Während der Renaissance machte sich Michelangelo einen Namen als Meister der Bildhauerei. Die unübertroffene Fähigkeit des florentinischen Künstlers, die menschliche Gestalt realistisch wiederzugeben, zeigt sich in seinem gesamten Werk, mit dem berühmten David und der Pietà als Paradebeispiele.
Obwohl diese Werke zweifellos zu seinen bekanntesten gehören, sind sie bei weitem nicht die einzigen Meisterwerke Michelangelos aus Marmor. Michelangelos Sklaven stellen dies eindrucksvoll unter Beweis.
Dieses im frühen 16. Jahrhundert geschaffene Skulpturenpaar war ursprünglich Teil eines päpstlichen Auftrags.
Letztendlich unvollendet und aus dem endgültigen Entwurf weggelassen, bilden der sterbende Sklave und der rebellische Sklave heute zwei Höhepunkte der Skulpturensammlung des Musée du Louvre in Paris.
Das Juliusgrabmal als monumentaler Auftrag
Michelangelo di Lodovico Buonarroti Simoni wurde 1475 geboren und galt schon früh als einer der fähigsten Künstlern seiner Zeit.
1497 schlug Kardinal Jean de Bilhères-Lagraulas eine großformatige Pietà für sein Grabmal vor, 1501 beauftragte die Cattedrale di Santa Maria del Fiore in Florenz David mit der Außendekoration und 1505 beauftragte ihn Papst Julius II. mit der Herstellung von 40 lebensgroßen Figuren für ein beeindruckendes Mausoleum.
Nach schriftlichen Quellen und überlieferten Skizzen sollte dieses freistehende Grabmal an die 10 Meter hoch werden. Im Inneren sollte es eine Kapelle beherbergen, während sein dreistufiges Äußeres lebensgroße Skulpturen von Heiligen, Engeln, Propheten und Sklaven präsentieren würde.
Michelangelo nahm den Auftrag zwar an, doch erlebte er in der Umsetzung des Projekts einige Rückschläge. Der Zeitplan kam dem Bau des neuen Petersdoms durch den Papst in die Quere.
Die Pläne für das Grabmal wurden zusätzlich hinausgeschoben, als 1508 Julius II. einen immer ungeduldiger werdenden Michelangelo bat, das Deckenfresko der Sixtinischen Kapelle zu malen. Ein Auftrag, den der Künstler akzeptierte und vollendete, um den Papst zu besänftigen und mit der Arbeit am Grabmal fortzufahren.
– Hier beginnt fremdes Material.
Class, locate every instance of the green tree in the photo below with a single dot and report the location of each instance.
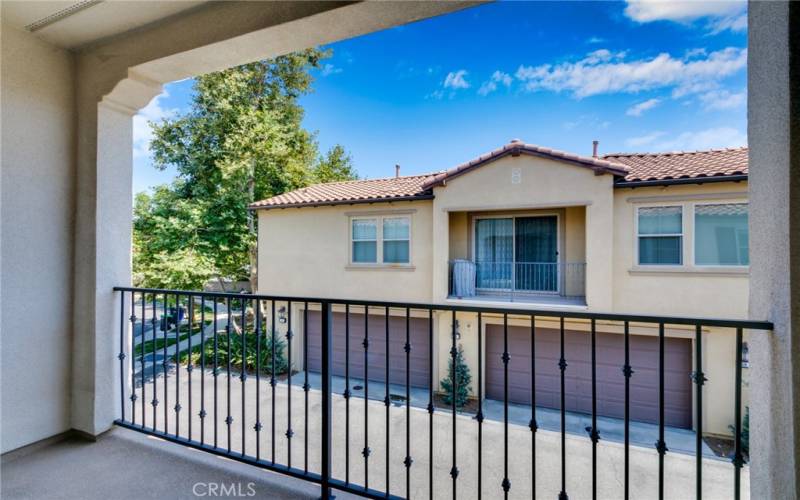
(458, 371)
(336, 165)
(240, 141)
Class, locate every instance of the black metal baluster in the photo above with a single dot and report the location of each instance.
(562, 365)
(228, 332)
(738, 457)
(366, 451)
(699, 379)
(165, 366)
(141, 359)
(454, 386)
(346, 394)
(532, 424)
(177, 357)
(593, 432)
(257, 426)
(132, 397)
(189, 364)
(306, 387)
(408, 461)
(327, 362)
(289, 431)
(272, 381)
(479, 416)
(152, 353)
(387, 401)
(627, 371)
(202, 413)
(243, 374)
(506, 484)
(216, 375)
(430, 403)
(661, 446)
(121, 355)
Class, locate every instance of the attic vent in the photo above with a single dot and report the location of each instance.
(61, 14)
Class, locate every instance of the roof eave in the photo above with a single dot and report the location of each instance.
(684, 180)
(310, 204)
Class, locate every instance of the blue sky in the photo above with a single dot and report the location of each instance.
(644, 76)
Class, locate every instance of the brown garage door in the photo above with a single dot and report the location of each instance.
(418, 335)
(578, 379)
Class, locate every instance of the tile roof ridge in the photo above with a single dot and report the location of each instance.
(673, 153)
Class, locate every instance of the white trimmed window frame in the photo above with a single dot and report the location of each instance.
(380, 240)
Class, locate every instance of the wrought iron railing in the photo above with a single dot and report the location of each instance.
(472, 278)
(181, 353)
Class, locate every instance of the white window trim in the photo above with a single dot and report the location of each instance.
(694, 235)
(682, 235)
(379, 263)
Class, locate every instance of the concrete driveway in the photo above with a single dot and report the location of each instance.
(679, 467)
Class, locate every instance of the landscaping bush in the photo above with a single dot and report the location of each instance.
(250, 352)
(463, 379)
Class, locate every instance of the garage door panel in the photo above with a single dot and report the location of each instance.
(644, 355)
(419, 373)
Doch bis zum Tod des Papstes im darauffolgenden Jahr hatte Michelangelo nur drei Skulpturen des ursprünglichen Grabmals geschaffen. Neben den beiden Sklaven schuf Michelangelo auch den gehörnten Moses. Die drei Skulpturen sind heute die einzigen Überbleibsel, die an das einst vortrefflich geplante Grab erinnern.
Später wurde Michelangelo eine überarbeitete und in der Größenordnung angepasste zweite Planung des Grabmals vorgelegt. Man rechnete zunächst mit der Fertigstellung binnen sieben Jahren, doch die finale Bearbeitungszeit betrug schließlich 40 Jahre.
Das eigentliche Grab befindet sich heute in der Basilica di San Pietro in Vincoli. In seiner eigenen Autobiografie erinnerte sich Michelangelo an das Projekt, das einen Großteil seines künstlerischen Werdegangs unvollendet blieb, dass es ihm seine ganze Jugend geraubt habe.
Erschwerend kam hinzu, dass in diesen sich ständig ändernden Plänen einige von Michelangelos fast vollendeten Skulpturen - einschließlich der zwei Sklaven - weggelassen wurden.
Michelangelos Sklaven im Detail
Michelangelo schuf dieses Figurenpaar zwischen 1513 und 1516. Ursprünglich als Die Gefangenen betitelt, sind sie heute aufgrund ihrer Gestik als der rebellische Sklave und der sterbende Sklave bekannt.
In Bezug auf ihre Körpersprache haben Michelangelos Sklaven wenig gemein. Der rebellische Sklave hat eine gröbere Figur, wenngleich die Konturen meisterhaft ausgearbeitet wurden.
Der sterbende Sklave hingegen stellt einen herrlich jungen und gut aussehenden Sklaven dar, der sich anscheinend in einem tiefen Schlaf befindet.
Beide weisen jedoch Merkmale von Michelangelos charakteristischer Fähigkeit auf, menschliche Skulpturen mit lebensnaher Detailtreue darzustellen.
Dies zeigt sich in den ausdrucksstarken Gesichtern und Gesten, den detailreichen anatomischen Merkmalen und den asymmetrischen Körperhaltungen der Figuren - dem Kontrappost.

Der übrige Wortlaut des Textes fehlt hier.